Sur la collégialité et l’inexpérience d’un juge unique :
RAPPORT DE L’INSPECTION DES SERVICES JUDICIAIRES : « condition du traitement judiciaire de l’affaire Outreau »
page 132 « 5.3.2 Favoriser le travail en équipe L’inexpérience professionnelle de M. Burgaud et la solitude inhérente aux fonctions de juge d’instruction figurent parmi les critiques les plus fortes qui ont été formulées. Pour sa part, la mission a relevé le manque de méthode de ce magistrat lors de l’instruction de l’affaire d’Outreau. Elle a également souligné la faible ancienneté de ses deux collègues de l’instruction à l’époque où cette procédure était en cours. Il lui apparaît dès lors nécessaire que s’engage une réflexion pour favoriser le travail en équipe des juges d’instruction. Une telle réforme aurait l’avantage de permettre des regards croisés sur les orientations d’enquête et sur les éléments à charge et à décharge. Elle complèterait également, par des contacts avec des collègues plus expérimentés, la formation des magistrats récemment affectés dans les fonctions de juge d’instruction. »

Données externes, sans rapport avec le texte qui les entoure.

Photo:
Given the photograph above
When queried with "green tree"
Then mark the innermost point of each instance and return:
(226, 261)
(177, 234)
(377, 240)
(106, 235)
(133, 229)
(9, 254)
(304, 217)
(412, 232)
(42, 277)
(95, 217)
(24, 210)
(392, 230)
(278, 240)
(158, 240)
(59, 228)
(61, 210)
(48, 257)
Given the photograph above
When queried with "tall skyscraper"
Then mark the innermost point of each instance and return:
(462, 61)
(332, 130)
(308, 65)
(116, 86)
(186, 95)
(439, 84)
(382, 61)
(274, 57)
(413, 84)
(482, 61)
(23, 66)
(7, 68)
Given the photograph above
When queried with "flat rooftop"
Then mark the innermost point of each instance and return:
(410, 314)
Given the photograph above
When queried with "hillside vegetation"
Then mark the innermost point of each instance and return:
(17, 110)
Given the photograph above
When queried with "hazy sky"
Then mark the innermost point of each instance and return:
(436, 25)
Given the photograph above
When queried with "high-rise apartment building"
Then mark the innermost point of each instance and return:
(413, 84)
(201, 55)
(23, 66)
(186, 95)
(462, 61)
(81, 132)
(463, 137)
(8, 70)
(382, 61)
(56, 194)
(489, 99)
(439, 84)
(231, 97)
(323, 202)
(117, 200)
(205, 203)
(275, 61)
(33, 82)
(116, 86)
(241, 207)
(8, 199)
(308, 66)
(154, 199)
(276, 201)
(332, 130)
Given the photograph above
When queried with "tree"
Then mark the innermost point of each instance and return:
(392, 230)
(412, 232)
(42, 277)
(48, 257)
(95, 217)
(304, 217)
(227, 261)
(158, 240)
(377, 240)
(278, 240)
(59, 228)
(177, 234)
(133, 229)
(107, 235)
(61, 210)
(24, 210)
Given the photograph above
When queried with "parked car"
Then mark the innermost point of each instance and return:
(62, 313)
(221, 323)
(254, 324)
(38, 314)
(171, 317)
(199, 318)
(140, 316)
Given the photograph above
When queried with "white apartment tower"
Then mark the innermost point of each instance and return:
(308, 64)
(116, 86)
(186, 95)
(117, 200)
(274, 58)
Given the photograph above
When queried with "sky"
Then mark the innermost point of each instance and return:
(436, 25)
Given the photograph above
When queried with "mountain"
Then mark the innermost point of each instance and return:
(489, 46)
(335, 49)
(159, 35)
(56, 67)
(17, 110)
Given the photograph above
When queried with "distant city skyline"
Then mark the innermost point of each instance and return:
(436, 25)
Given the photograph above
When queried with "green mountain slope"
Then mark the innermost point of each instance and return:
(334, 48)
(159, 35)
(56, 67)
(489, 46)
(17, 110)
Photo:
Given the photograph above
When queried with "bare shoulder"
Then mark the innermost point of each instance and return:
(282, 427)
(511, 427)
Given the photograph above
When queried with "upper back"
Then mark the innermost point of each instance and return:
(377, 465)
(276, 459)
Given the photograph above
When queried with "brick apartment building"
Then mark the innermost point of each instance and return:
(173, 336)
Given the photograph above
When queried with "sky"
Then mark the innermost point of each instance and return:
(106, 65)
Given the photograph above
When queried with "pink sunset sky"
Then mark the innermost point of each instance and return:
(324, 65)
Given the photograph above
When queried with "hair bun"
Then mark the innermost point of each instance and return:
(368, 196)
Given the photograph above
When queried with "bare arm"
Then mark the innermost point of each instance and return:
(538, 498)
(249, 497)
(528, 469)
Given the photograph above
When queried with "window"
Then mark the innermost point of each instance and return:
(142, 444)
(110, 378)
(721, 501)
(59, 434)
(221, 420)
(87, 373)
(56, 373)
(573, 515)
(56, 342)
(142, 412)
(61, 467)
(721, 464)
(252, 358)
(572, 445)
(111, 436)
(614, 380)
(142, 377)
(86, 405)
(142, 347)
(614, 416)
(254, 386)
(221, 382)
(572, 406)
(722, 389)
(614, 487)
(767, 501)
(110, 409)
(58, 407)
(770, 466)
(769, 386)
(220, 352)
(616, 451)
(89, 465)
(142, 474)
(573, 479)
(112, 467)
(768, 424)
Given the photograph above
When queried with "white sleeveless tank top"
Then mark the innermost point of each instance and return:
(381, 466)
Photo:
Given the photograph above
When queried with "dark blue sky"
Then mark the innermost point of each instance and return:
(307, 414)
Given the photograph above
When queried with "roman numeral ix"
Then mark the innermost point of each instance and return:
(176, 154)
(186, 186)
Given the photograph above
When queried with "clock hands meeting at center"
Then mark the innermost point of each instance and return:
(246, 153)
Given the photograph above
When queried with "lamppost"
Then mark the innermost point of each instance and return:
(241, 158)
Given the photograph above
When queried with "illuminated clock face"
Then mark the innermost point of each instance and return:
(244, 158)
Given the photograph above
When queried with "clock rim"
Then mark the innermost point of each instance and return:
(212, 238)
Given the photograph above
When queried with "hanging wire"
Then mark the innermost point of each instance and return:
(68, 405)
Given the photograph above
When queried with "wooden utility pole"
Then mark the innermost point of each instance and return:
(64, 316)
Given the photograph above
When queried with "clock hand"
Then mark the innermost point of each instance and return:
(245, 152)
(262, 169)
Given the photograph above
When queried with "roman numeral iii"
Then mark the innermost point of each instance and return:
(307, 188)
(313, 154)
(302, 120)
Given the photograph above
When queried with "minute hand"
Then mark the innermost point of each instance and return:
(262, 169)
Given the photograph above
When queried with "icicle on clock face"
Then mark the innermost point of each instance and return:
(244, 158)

page 142 « Les appréciations critiques portées sur la conduite de l’information par M. Burgaud doivent être relativisées pour plusieurs raisons. D’abord, il convient de rappeler que celui-ci, issu de l’ENM, avait à peine six mois d’ancienneté dans la magistrature lorsque, par le hasard de la permanence, lui a été confiée cette procèdure qui venait alourdir un cabinet déjà en charge d’affaires complexes, en tout cas nécessitant un fort investissement de la part du jeune magistrat qui ne s’est pas démenti jusqu’à son départ. Quelle qu’ait été la qualité de laformation qui lui a été donnée, il est permis de penser qu’il n’était pas totalement préparé à affronter une affaire unanimement qualifiée de « hors normes ».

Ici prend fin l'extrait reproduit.